I had to share with you this about blushing: it's my péché mignon to make people blush. It's lovely. It's one of the rare times that one sees true emotion. 

I rarely blush but when I do, it's because something that was said was very true and I wanted terribly to hide it but cannot. That is generally the reason that people blush, because of this very struggle. 

There is the question of shyness, but shyness is always meant to hide something, isn't it? Some people's skin type makes them blush more than others, or more visibly so and there is even a phobia associated to this called "ereuthophobia". It sounds mad but most phobias sound mad and I believe stem from the same lack of self-esteem or of confidence, but of course are generally very profound and take years to surmount. 

What is fascinating about blushing also (and this is my favorite detail): monkeys don't do it.

I love that people love to compare themselves to monkeys, like a certain number of them with typewriters coming up with Shakespeare and such nonsense. Let those who like to compare us to apes know that they could not have come up with Keats!
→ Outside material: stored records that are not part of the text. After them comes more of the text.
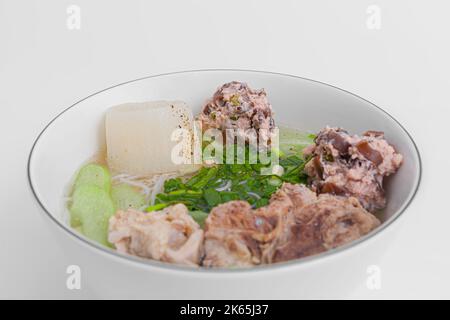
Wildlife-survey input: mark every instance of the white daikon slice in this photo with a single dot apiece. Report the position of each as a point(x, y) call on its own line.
point(147, 138)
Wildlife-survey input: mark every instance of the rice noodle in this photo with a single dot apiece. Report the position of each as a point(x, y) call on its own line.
point(150, 186)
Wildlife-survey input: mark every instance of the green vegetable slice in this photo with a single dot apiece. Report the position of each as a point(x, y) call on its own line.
point(212, 197)
point(91, 208)
point(293, 141)
point(94, 174)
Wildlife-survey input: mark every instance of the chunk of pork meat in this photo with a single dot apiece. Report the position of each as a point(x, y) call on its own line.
point(170, 235)
point(352, 165)
point(295, 224)
point(329, 222)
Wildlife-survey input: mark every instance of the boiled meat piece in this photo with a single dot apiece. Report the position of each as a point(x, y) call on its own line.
point(352, 165)
point(170, 235)
point(295, 224)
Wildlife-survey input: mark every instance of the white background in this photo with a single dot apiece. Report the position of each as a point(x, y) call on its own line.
point(403, 67)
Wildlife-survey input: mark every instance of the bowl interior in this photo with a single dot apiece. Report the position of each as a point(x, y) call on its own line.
point(78, 133)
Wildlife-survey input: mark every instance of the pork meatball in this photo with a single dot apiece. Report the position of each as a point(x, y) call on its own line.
point(238, 107)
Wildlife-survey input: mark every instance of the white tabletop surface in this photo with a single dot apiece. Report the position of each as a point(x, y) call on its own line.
point(403, 67)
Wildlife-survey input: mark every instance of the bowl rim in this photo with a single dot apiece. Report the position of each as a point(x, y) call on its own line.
point(163, 266)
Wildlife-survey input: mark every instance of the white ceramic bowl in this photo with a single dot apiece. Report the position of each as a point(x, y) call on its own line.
point(77, 134)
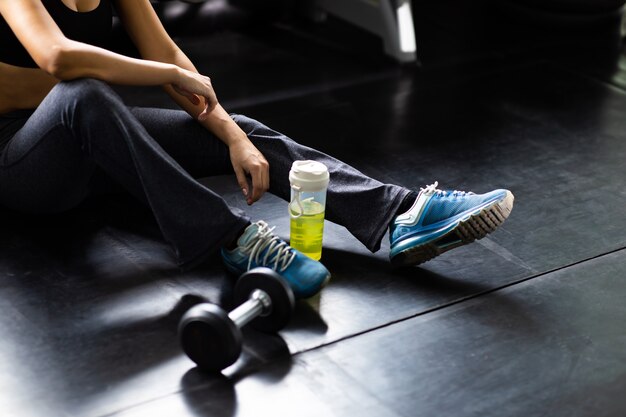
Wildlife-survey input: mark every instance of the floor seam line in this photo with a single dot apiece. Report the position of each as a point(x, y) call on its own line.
point(461, 300)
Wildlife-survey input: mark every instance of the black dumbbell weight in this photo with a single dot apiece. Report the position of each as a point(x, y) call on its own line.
point(212, 338)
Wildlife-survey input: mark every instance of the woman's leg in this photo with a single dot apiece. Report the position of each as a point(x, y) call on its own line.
point(364, 206)
point(83, 126)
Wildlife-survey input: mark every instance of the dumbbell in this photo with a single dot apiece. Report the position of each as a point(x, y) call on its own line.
point(212, 338)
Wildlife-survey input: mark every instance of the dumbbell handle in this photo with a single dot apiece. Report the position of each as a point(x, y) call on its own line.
point(258, 304)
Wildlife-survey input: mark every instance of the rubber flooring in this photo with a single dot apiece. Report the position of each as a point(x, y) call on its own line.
point(528, 321)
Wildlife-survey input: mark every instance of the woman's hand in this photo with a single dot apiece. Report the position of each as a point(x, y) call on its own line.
point(195, 86)
point(247, 160)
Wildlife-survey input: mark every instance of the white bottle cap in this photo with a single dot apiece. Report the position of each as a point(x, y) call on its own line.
point(309, 175)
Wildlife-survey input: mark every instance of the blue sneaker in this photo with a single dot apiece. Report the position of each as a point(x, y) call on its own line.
point(442, 220)
point(258, 246)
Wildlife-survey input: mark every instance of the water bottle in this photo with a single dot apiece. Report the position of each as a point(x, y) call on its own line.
point(309, 181)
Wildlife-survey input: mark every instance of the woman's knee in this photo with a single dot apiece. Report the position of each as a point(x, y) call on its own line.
point(83, 92)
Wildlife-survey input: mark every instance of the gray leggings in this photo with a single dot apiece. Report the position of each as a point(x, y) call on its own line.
point(83, 132)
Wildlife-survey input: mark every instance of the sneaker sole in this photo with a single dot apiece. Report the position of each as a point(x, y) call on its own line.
point(476, 226)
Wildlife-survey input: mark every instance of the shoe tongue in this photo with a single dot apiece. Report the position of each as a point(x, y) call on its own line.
point(248, 234)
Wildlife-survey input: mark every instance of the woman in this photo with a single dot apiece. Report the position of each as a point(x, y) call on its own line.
point(62, 129)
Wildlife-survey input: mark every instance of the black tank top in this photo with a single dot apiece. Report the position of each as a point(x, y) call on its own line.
point(92, 27)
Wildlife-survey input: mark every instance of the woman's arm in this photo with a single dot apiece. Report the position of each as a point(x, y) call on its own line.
point(153, 43)
point(65, 59)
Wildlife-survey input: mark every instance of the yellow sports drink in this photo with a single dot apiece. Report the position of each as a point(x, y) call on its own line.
point(307, 229)
point(309, 181)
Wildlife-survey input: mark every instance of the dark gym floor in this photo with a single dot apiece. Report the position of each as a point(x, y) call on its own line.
point(529, 321)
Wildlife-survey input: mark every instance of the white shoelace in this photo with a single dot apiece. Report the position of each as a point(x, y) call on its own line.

Professor Frans de Wall at Emory University in Georgia claims that the human capacity to blush is a way of signaling emotion that animals do not possess, not even our famous "cousins", chimpanzees. Blushing is one of the last stumpers of the defenders of evolutionary theory, including Darwin himself who wrestled with the question to no avail.

Dr. Frédéric Saldmann, a nutritionist who writes about health and hygiene, published a book last year about blushing called "Petites Hontes" where he discusses in length all those things about social expectations and how we feel about what others think of us, but with the proposes that it is essential to us to blush in order, not only to express ourselves but to check ourselves. If we've lied or lied in such a way that is flagrant, blushing may catch us before others do. 

The way, he suggests, to "get over it" is to be able to laugh at it, since in writing about all the silly things that make us blush, we should be able to see that we all suffer from the fear of what others think, fear of being rejected, and we should be able to take ourselves more lightly. 

A mesure of intelligence is being able to laugh at yourself, isn't it? And to laugh about our blushing is no different.